Um “retrato da categoria bancária” foi apresentado neste sábado, 04, na mesa que iniciou os debates deste segundo dia da 23ª Conferência Nacional dos Bancários e das Bancárias. Os palestrantes relacionaram temas como o perfil da categoria, as mudanças atuais no sistema financeiro e os efeitos da pandemia junto aos bancários, com apresentação dos dados da última pesquisa de teletrabalho e covid-19. 

A economista do Dieese Vivian Machado traçou um panorama das novas configurações do sistema financeiro, destacando o aumento dos investimentos em tecnologia e ampliação da digitalização, com consequente redução no número de agências e do emprego bancário. 

Gráfico mostra evolução do investimento em tecnologia nos bancos

“Só em 2020, 67% das transações financeiras foram feitas por canais virtuais. No  mesmo ano, o investimento dos bancos em tecnologia chegou a R$26 bilhões. O número de agências segue tendência de queda, especialmente entre bancos privados. Entre 2014 e 2021, foram fechadas 5.246 agências no país”, apontou. 

As mudanças no sistema financeiro também impactam as relações de trabalho e o emprego bancário, como mostram os dados. Entre 2013 e 2020, foram fechados 82 mil postos de trabalho bancário. Mas enquanto o número de bancários reduziu, o emprego formal no sistema financeiro cresceu, com contratos menos remunerados e mais precarizados, como corretores e agentes de seguro, previdência e saúde; trabalhadores de sociedades de crédito; fintechs; correspondentes bancários e mesmo trabalhadores “por conta própria”, num processo de “uberização” que já se expande para as atividades do setor financeiro. 

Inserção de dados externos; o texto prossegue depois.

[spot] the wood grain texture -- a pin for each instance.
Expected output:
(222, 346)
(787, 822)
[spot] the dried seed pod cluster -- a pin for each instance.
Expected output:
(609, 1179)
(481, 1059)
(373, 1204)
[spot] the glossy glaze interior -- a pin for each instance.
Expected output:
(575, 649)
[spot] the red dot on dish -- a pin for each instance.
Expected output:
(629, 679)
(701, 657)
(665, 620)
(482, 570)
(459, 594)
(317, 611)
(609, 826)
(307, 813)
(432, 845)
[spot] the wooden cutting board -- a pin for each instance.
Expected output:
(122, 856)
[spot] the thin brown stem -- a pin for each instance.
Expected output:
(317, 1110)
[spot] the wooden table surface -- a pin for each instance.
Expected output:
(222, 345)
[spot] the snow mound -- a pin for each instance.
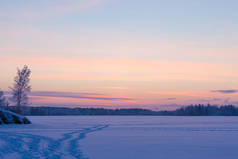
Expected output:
(7, 117)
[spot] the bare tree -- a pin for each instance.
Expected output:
(21, 87)
(2, 99)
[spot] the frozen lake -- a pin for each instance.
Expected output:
(121, 137)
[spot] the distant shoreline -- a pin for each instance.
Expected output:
(192, 110)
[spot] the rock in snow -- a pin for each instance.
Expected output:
(7, 117)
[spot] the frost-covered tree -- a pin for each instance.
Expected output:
(2, 99)
(21, 87)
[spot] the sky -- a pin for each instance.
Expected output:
(153, 54)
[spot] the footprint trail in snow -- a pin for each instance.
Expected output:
(28, 146)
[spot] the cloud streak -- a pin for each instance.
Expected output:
(228, 91)
(92, 96)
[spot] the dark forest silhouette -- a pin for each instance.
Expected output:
(192, 110)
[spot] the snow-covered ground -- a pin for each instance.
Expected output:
(121, 137)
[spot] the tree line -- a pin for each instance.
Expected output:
(192, 110)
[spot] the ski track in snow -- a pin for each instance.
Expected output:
(28, 146)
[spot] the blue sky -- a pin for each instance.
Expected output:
(180, 49)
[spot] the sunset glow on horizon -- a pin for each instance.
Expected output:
(121, 54)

Contraste entre emprego formal no sistema financeiro, em alta, e queda no emprego bancário

Sobre o perfil dos bancários, destaca-se uma quase equiparação da participação de homens (51%) e mulheres (49%) e uma alta escolarização (76% dos bancários têm curso superior completo). Mantêm-se, no entanto, a disparidade em relação à composição racial, com 72,7% de bancários brancos e apenas 23,7% de pretos e pardos. 

Bancários, a covid-19 e o teletrabalho

Outro elemento que faz parte do processo de reconfiguração do sistema financeiro é o teletrabalho, que foi impulsionado pela pandemia como condição de segurança sanitária. O impacto do home office entre os bancários foi debatido por Gustavo Cavarzan, também economista do Dieese. Ele apresentou os resultados da segunda pesquisa de “teletrabalho e covid-19”, que servirá de base para as negociações com a Fenaban. 

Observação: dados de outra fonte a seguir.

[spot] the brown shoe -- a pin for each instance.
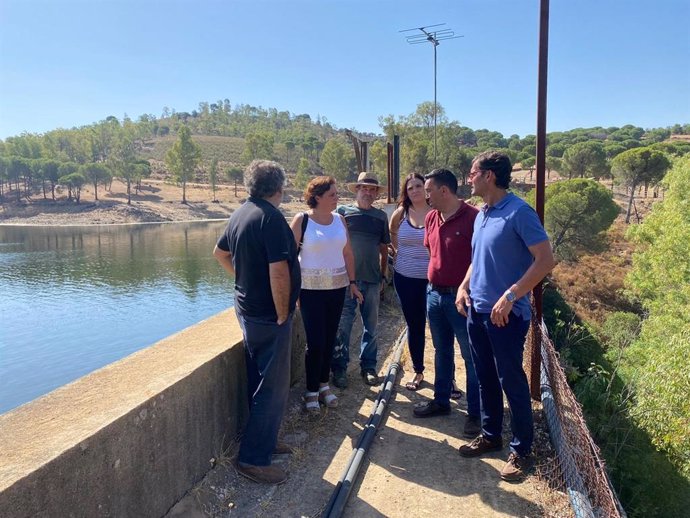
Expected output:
(473, 427)
(480, 446)
(262, 474)
(283, 448)
(516, 468)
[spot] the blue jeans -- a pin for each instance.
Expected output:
(446, 323)
(497, 353)
(369, 311)
(267, 353)
(412, 295)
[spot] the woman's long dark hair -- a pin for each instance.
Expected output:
(404, 199)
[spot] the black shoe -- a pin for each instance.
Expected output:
(370, 377)
(473, 427)
(430, 409)
(340, 379)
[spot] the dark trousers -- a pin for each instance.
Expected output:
(497, 354)
(445, 324)
(412, 295)
(267, 353)
(321, 311)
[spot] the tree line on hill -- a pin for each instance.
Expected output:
(111, 148)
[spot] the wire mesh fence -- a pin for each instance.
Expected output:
(577, 467)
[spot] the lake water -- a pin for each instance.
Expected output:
(73, 299)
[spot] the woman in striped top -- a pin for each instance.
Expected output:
(411, 264)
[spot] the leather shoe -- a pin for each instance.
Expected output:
(370, 377)
(262, 474)
(282, 448)
(480, 446)
(473, 427)
(430, 409)
(516, 468)
(340, 379)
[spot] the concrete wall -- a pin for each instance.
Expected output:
(131, 438)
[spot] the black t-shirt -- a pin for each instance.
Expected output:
(257, 235)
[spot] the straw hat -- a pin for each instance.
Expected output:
(364, 179)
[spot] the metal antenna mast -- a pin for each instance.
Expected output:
(434, 37)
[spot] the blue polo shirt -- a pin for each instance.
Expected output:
(500, 256)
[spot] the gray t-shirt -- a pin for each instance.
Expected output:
(368, 230)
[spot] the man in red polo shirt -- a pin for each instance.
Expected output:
(448, 236)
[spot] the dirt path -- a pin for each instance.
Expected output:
(412, 468)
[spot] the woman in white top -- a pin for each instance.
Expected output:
(328, 269)
(411, 266)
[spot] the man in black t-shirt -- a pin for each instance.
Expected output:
(258, 249)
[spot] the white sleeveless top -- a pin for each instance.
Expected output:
(412, 259)
(321, 257)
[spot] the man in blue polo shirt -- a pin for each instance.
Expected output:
(511, 254)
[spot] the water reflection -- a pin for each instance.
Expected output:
(74, 299)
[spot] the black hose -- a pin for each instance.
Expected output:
(343, 488)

Segundo Gustavo, passado mais de um ano de pandemia foi possível aferir resultados mais sólidos sobre o home office. “Na primeira pesquisa, logo no início da pandemia, a experiência do home office era muito recente. Agora os bancários puderam responder às questões com mais segurança”, lembrou. 

Entre os resultados da pesquisa, Gustavo salientou a persistência de problemas como a inadequação do espaço de trabalho e a falta de estrutura. “Poucos possuem um escritório ou quarto individual para o trabalho, por isso predominam ambientes improvisados. E ainda percebemos uma grande deficiência em relação a equipamentos de ergonomia, cadeiras, problemas de acústica, entre outros”, explicou. 

O aspecto de saúde do trabalhador também levantou preocupação. O levantamento demonstrou que vários sintomas de adoecimento que já fazem parte da rotina da categoria foram acentuados no home office, como dores musculares, desmotivação, cansaço, dificuldade de dormir, crises de dor de cabeça, além do medo de ser esquecido ou dispensado, que se relacionam com uma forte sensação de isolamento. 

Participaram da pesquisa 12.979 bancários de bancos públicos e privados de todo o Brasil. 

Estratégia do Movimento sindical

O secretário de saúde da Contraf, Mauro Salles, fechou a mesa de debate resgatando o conjunto de ações do movimento sindical durante pandemia, como a luta por home office, afastamento dos bancários do grupo de risco,  rodízio, controle de público nas agências, redução do horário de atendimento, fornecimento de EPI´s e protocolos seguros.